Protokoll der Sitzung vom 09.11.2005

Ist Ihnen nicht klar, dass das eine hohe Gefahr für die Integration dargestellt? Das müsste Ihnen doch klar sein. Jetzt gerade wird es Ihnen offensichtlich klar.

(Beifall bei der SPD – Zurufe von der CDU)

Zum anderen wird gesagt, es sei für die Migrantenkinder notwendig, durch den Besuch des Kindergartens Kontakt zu anderen Kindern herzustellen, und die ausländischen Kinder bräuchten die deutsche Sprache, um zu kommunizieren.

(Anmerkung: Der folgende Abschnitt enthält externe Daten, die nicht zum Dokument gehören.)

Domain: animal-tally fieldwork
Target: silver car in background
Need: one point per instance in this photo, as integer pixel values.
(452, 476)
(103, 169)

Jetzt kommt auch noch einmal einfach eine wichtige Erkenntnis:

Dreijährige sind noch nie wegen ihrer Sprache ausgegrenzt worden. Deshalb lernen sie die deutsche Sprache unbefangener

das sagt die Professorin –,

und ältere Kinder, die wegen ihrer Probleme mit der deutschen Sprache nicht integriert wurden, haben ganz große Probleme, sich zum Lernen zu motivieren.

(Abg. Röhm CDU: Das ist ein alter Hut! In der Pä- dagogik seit Jahren bekannt! – Lachen bei der SPD)

Aber jetzt muss ich natürlich sagen: Dann ein solches Programm! Sagen Sie einmal, wo leben Sie eigentlich? Wenn Sie das wissen, können Sie doch nicht erst 2009 oder 2010 Ihren Orientierungsplan umsetzen wollen. Da brauchen Sie doch keine Modellversuche.

(Beifall bei der SPD – Zuruf von der CDU)

Deswegen, liebe Kolleginnen und Kollegen, ist es von unserer Seite nicht nur eine Frage des richtigen Schrittes. Es kommt im Grunde nicht nur zu spät, sondern auch nicht umfassend genug. Es ist falsch. Es geht wieder über Modellversuche. Diese Modellversuche bräuchten wir eigentlich zurzeit nicht, weil alles auf dem Tisch liegt, was wir brauchen, um die Maßnahmen jetzt umsetzen zu können. Warum machen Sie es nicht? Die Antwort darauf ist heute nicht auf den Tisch gekommen.

(Abg. Wintruff SPD: Da sind sie alle sprachlos!)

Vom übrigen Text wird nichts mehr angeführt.